Commentary
Sep 28, 2017

CUPE BC will always stand up against hate

There’s no middle ground in combatting bigotry

As Pride events got underway in August and we were celebrating with our LGBTQ friends and allies, CUPE BC released a video featuring Vancouver human rights lawyer, community activist and CUPE Local 1004 member Adrienne Smith, informing viewers of the appropriate use of gender pronouns. They explained that using appropriate pronouns is important because it’s the law, it helps fight transphobia, and it shows respect. 

This public education work stems from the core values of our union. It’s consistent with the CUPE National Equality Statement read before every CUPE meeting across Canada that states: “Conduct which is racist, sexist, transphobic or homophobic hurts and thereby divides us.” It concludes that we must “be mindful that all persons deserve dignity, equality and respect.”

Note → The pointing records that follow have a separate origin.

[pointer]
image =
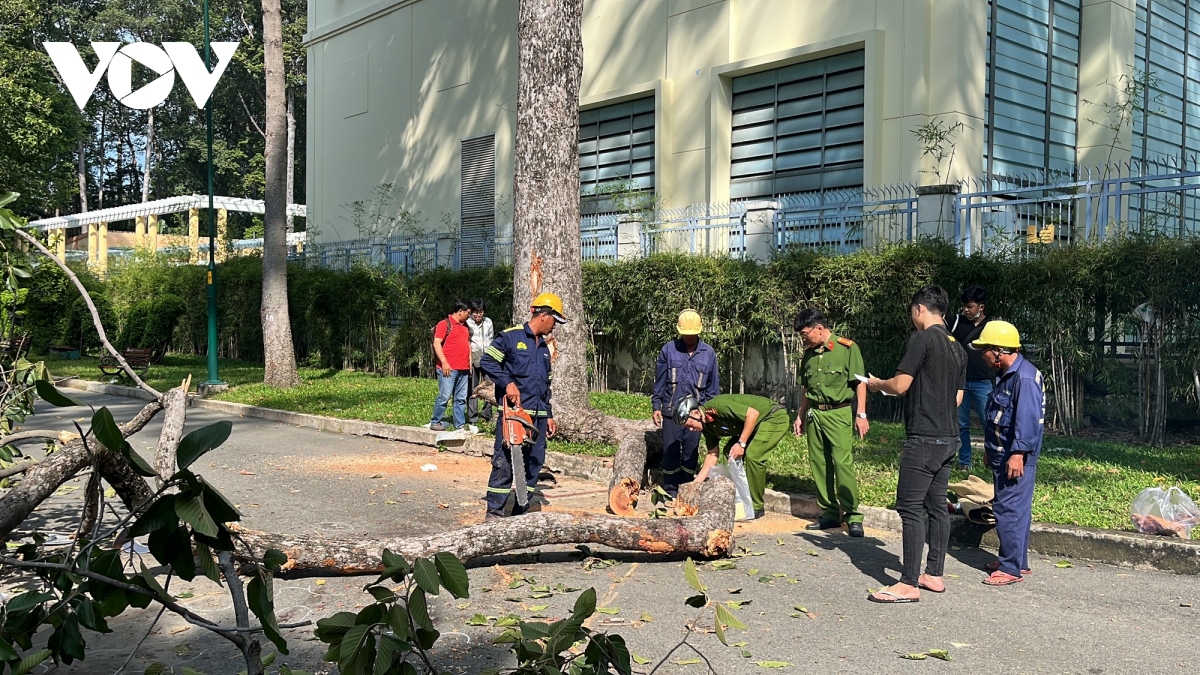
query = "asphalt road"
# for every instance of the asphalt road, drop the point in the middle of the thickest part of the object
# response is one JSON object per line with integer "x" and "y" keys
{"x": 1080, "y": 619}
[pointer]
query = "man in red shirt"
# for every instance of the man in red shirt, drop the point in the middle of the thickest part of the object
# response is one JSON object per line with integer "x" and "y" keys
{"x": 451, "y": 348}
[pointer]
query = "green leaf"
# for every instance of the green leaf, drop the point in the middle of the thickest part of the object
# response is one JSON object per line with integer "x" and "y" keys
{"x": 426, "y": 577}
{"x": 191, "y": 511}
{"x": 453, "y": 574}
{"x": 397, "y": 620}
{"x": 31, "y": 662}
{"x": 258, "y": 598}
{"x": 585, "y": 604}
{"x": 51, "y": 394}
{"x": 27, "y": 601}
{"x": 691, "y": 575}
{"x": 106, "y": 430}
{"x": 382, "y": 593}
{"x": 726, "y": 617}
{"x": 160, "y": 514}
{"x": 193, "y": 446}
{"x": 419, "y": 608}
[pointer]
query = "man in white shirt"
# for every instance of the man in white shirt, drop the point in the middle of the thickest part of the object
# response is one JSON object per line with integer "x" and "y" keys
{"x": 481, "y": 335}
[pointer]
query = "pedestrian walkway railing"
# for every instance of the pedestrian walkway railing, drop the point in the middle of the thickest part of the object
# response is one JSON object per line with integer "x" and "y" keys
{"x": 997, "y": 215}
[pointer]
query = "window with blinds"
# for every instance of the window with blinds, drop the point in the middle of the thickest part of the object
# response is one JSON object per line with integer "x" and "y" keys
{"x": 478, "y": 202}
{"x": 1032, "y": 85}
{"x": 798, "y": 129}
{"x": 616, "y": 153}
{"x": 1168, "y": 47}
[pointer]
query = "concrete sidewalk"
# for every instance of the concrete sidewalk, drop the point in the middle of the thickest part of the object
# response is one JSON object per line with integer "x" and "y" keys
{"x": 1083, "y": 619}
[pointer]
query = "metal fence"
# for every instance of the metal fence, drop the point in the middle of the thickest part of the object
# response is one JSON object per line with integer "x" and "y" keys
{"x": 997, "y": 215}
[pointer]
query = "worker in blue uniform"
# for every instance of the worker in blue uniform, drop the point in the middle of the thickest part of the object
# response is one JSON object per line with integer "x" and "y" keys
{"x": 519, "y": 363}
{"x": 1013, "y": 430}
{"x": 685, "y": 366}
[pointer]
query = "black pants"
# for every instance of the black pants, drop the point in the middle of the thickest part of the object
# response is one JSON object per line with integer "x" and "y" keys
{"x": 921, "y": 501}
{"x": 473, "y": 404}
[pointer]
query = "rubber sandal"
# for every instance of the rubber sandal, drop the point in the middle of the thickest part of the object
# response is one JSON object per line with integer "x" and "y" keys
{"x": 995, "y": 566}
{"x": 898, "y": 599}
{"x": 1001, "y": 579}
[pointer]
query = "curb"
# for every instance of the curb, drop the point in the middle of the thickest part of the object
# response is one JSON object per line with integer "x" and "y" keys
{"x": 1107, "y": 547}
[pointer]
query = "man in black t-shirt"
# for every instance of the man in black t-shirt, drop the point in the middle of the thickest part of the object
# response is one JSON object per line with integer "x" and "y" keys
{"x": 930, "y": 377}
{"x": 965, "y": 328}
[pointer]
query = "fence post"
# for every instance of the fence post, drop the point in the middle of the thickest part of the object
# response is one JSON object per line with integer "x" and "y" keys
{"x": 759, "y": 230}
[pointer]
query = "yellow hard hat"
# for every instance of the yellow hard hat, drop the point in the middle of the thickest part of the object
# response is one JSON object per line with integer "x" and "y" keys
{"x": 997, "y": 334}
{"x": 551, "y": 302}
{"x": 689, "y": 322}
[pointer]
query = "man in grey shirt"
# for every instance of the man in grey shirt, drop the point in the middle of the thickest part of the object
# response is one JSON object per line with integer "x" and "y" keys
{"x": 481, "y": 335}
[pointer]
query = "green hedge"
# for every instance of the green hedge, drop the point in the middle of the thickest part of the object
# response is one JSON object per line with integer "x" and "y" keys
{"x": 1077, "y": 300}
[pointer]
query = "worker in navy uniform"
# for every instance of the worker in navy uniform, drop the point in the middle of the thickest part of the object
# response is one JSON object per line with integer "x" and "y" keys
{"x": 519, "y": 363}
{"x": 1013, "y": 429}
{"x": 685, "y": 366}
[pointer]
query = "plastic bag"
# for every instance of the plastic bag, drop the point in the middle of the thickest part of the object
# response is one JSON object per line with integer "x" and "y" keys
{"x": 1169, "y": 512}
{"x": 736, "y": 471}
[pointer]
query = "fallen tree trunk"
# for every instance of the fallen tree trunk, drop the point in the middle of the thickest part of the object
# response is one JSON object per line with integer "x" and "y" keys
{"x": 708, "y": 533}
{"x": 42, "y": 479}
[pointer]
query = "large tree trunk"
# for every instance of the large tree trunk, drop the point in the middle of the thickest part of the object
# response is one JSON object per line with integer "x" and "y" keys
{"x": 546, "y": 208}
{"x": 708, "y": 533}
{"x": 82, "y": 177}
{"x": 279, "y": 353}
{"x": 60, "y": 466}
{"x": 292, "y": 155}
{"x": 145, "y": 171}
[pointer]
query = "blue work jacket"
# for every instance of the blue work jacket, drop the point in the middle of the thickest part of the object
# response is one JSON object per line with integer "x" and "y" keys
{"x": 678, "y": 374}
{"x": 1015, "y": 413}
{"x": 520, "y": 357}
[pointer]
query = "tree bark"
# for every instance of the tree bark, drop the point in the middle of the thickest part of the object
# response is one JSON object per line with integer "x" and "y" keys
{"x": 82, "y": 177}
{"x": 708, "y": 533}
{"x": 546, "y": 185}
{"x": 174, "y": 402}
{"x": 277, "y": 350}
{"x": 41, "y": 481}
{"x": 292, "y": 156}
{"x": 145, "y": 171}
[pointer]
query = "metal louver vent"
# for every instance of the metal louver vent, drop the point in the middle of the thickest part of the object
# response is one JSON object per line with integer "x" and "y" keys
{"x": 478, "y": 202}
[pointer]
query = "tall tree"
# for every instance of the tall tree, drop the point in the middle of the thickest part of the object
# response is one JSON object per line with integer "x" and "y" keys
{"x": 279, "y": 354}
{"x": 546, "y": 204}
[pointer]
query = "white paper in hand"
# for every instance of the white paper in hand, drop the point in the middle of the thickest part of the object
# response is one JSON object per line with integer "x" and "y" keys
{"x": 864, "y": 378}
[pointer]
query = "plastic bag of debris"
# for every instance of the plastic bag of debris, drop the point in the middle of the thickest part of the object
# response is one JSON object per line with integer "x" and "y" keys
{"x": 736, "y": 471}
{"x": 1169, "y": 512}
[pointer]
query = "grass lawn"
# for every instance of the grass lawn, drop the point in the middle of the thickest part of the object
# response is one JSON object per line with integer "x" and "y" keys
{"x": 1080, "y": 481}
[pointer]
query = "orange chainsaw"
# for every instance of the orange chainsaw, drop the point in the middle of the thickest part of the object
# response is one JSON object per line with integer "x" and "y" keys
{"x": 519, "y": 430}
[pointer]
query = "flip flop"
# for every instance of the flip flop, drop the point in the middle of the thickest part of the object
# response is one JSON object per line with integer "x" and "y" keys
{"x": 898, "y": 599}
{"x": 995, "y": 566}
{"x": 1001, "y": 579}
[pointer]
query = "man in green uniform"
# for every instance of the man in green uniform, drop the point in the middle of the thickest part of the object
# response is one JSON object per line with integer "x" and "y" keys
{"x": 828, "y": 387}
{"x": 754, "y": 425}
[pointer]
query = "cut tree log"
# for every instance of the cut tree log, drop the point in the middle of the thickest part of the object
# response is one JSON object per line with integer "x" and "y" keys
{"x": 708, "y": 533}
{"x": 42, "y": 479}
{"x": 174, "y": 405}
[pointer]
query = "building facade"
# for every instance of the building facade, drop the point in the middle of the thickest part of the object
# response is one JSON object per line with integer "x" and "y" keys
{"x": 711, "y": 101}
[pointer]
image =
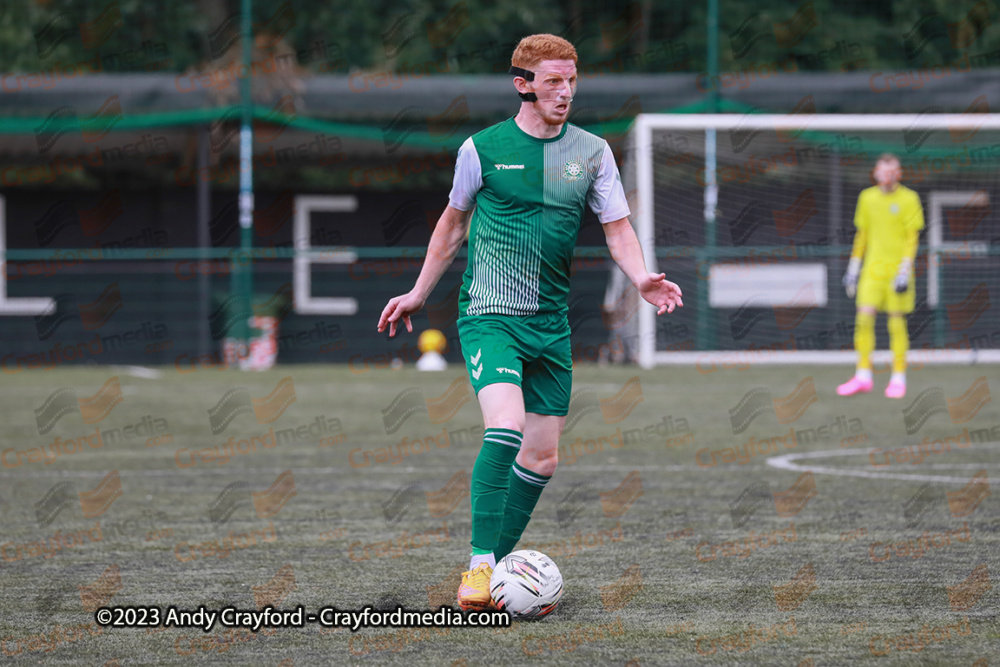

As soon as the video uploaded to our Facebook page, it received thousands of views and hundreds of likes and shares. Sadly though, the comments section also lit up with hundreds of hateful transphobic posts. As the objectionable comments swarmed the page, we took the video down. We’ve since reposted the video which can also be viewed on www.cupe.bc.ca in the video gallery.

This incident is a harsh reminder not only of why there’s a need for such videos but also of all the work toward achieving equality that remains. I am proud of the steps our union took recently at our 2016 convention when delegates unanimously changed the constitution to eliminate and change gendered pronouns like “he” or “she” out of respect for those who do not conform with that gender binary. Delegates also voted to amend the constitution to add diversity seats for LGBTQ workers and workers with disabilities to the executive board, thus helping to guide our decisions and make our union more inclusive.

While these actions are important, we cannot rest thinking that convention resolutions will stop hate and discrimination. Hateful groups and individuals have been emboldened by the election of Donald Trump, as we saw this summer in Virginia and at other white supremacist rallies on both sides of the border. While it was heartening to see so many good citizens turn up in Vancouver on August 19 to demonstrate against racist bigotry, we likely haven’t seen the last of these despicable hate groups. And that’s why we must not let up for one moment in confronting ignorance and intolerance, both in our workplaces and in our communities.

CUPE BC will not stop advocating for equality, equity, tolerance, and respect of all people. This means always striving to be inclusive of everyone. And it means pushing back when acts of inclusion are confronted with violence - whether online, or in the streets.

Paul Faoro is president of CUPE BC, British Columbia’s largest union, representing 87,000 workers delivering important public services in communities across the province.